Ten European Union countries, including Cyprus, Italy and Poland, have urged the bloc to reconsider a new carbon price on fuel as part of a separate revision of the EU’s carbon market, according to a joint statement seen by Reuters.
Their opposition to the levy risks upending plans to update Brussels’ main climate change policy, the emissions trading system (ETS), and could put them at odds with supporters of the new charge such as Germany and Sweden.
The European Commission will on Friday propose a revision of the trading system, which requires power plants, factories, airlines and shipping firms to pay for their CO2 emissions.

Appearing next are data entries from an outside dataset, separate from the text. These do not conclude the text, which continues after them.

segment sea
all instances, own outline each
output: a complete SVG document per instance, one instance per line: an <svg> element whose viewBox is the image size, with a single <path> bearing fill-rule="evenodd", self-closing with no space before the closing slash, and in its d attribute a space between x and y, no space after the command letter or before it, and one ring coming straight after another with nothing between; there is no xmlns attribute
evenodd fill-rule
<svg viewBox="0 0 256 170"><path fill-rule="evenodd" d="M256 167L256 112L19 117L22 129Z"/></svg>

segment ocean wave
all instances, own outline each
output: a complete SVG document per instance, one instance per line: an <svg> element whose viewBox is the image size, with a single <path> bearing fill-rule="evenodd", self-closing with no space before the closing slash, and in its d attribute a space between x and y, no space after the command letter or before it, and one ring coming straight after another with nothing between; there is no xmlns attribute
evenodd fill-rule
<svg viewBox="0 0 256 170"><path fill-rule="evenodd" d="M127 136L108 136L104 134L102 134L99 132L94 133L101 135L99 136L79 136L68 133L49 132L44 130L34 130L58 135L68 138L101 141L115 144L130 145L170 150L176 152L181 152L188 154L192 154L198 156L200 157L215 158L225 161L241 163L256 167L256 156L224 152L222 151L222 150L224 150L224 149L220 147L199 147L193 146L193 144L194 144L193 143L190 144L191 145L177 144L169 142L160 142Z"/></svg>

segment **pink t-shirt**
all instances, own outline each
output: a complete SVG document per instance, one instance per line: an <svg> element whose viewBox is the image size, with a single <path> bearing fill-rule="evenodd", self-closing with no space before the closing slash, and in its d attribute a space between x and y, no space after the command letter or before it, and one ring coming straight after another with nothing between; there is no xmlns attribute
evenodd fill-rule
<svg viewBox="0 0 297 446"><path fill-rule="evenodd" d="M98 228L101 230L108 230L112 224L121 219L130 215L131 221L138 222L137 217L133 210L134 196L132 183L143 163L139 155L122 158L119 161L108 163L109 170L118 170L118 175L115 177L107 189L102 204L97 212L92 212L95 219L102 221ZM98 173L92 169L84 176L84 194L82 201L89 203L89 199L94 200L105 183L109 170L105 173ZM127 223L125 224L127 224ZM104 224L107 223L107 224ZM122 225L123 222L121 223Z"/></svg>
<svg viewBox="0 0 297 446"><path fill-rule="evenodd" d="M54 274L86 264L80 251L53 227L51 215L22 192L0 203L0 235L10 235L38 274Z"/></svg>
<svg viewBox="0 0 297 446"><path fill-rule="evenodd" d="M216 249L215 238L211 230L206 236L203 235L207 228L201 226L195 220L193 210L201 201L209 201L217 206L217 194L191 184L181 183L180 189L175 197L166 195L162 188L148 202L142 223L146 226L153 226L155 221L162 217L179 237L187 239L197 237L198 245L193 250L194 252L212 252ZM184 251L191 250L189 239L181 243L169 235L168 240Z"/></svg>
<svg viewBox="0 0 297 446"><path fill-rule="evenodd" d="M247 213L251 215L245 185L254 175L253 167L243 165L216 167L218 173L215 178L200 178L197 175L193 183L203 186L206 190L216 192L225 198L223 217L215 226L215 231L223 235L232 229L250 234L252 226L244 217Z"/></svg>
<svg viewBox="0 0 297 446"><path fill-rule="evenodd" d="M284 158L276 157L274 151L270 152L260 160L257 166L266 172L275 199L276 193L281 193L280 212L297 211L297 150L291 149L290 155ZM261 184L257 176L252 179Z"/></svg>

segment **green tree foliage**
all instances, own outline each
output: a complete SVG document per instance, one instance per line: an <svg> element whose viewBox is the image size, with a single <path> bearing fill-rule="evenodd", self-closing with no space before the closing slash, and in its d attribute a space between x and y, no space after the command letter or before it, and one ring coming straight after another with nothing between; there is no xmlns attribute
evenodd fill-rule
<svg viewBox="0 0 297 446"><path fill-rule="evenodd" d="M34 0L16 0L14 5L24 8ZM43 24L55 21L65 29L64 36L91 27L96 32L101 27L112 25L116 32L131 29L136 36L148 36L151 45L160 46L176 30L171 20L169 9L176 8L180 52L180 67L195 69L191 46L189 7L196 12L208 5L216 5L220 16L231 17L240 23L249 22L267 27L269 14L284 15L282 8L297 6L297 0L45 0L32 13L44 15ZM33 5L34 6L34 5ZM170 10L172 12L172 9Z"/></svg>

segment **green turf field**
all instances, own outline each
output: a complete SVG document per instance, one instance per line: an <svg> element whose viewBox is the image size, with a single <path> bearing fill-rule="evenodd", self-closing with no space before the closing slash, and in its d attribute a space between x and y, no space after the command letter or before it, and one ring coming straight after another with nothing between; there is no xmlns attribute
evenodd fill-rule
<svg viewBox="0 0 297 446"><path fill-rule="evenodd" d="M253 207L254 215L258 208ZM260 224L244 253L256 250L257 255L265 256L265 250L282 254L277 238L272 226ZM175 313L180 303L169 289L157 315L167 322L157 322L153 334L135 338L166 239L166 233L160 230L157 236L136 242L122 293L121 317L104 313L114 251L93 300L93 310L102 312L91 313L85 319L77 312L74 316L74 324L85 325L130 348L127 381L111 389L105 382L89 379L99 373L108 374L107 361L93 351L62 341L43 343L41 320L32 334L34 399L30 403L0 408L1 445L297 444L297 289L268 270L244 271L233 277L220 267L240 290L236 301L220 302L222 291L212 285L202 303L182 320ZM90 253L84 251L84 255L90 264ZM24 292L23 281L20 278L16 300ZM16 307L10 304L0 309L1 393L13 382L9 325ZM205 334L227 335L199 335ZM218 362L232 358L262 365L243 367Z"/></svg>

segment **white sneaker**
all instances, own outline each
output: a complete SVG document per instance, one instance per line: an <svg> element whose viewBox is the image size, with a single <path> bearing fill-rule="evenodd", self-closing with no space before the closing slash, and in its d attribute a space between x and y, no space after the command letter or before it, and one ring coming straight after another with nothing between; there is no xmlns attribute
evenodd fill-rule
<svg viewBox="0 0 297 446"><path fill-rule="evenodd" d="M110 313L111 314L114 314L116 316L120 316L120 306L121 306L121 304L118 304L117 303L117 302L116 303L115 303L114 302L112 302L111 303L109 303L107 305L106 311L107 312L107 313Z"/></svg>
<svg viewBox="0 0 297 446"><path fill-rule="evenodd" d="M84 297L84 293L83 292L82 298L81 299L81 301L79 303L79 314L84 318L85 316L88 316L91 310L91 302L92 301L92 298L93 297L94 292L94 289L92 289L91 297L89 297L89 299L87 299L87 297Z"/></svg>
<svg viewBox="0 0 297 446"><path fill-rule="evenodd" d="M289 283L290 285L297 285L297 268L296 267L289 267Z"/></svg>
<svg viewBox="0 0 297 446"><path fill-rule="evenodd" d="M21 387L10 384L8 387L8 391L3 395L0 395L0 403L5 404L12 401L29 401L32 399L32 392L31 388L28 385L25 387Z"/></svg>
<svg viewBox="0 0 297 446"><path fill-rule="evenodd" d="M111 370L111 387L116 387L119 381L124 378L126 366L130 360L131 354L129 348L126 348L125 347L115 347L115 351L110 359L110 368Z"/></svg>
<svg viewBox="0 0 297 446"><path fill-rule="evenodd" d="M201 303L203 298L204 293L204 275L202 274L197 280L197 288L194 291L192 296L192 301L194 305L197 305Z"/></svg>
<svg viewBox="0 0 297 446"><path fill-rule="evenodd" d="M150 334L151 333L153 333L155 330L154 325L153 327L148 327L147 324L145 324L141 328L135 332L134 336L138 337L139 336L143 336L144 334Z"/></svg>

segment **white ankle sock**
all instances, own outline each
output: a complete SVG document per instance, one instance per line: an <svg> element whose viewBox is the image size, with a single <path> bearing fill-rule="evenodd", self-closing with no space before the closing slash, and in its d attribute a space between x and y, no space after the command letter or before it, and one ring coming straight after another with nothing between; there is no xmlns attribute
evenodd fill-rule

In a statement shared with the Commission on Tuesday, the ten countries said the revision should also be used to rethink a new CO2 price, known as ETS2, which the EU plans to impose on heating and transport fuels from 2028. “European citizens should not be facing new climate taxes in current economic and geopolitical circumstances. ETS2 should be therefore addressed directly in the revision and carefully reconsidered,” the statement said.
Cyprus signed the statement along with Italy, Poland, Bulgaria, the Czech Republic, Estonia, Greece, Hungary, Romania and Slovakia. The statement also demanded changes to the existing carbon market, including a call for the EU to give industries more free CO2 permits without broad conditions attached. The Commission has indicated it only wants to extend more free permits to companies that agree to invest in decarbonising in Europe.
Brussels has already delayed the new fuel levy by a year, facing pushback from governments concerned it would raise consumer prices. Supporters argue the charge is crucial to driving the shift to cleaner cars and home heating systems, and that revenues from it will be reinvested in helping people switch to clean technologies, easing the burden on consumers.
The Commission has said it does not want to amend the charge further before it takes effect, to give companies time to prepare. However, when national governments and EU lawmakers negotiate and approve the wider carbon market changes, they could add amendments of their own, including to the ETS2 charge. The ten countries behind the statement have enough votes in the EU system to block amendments they oppose.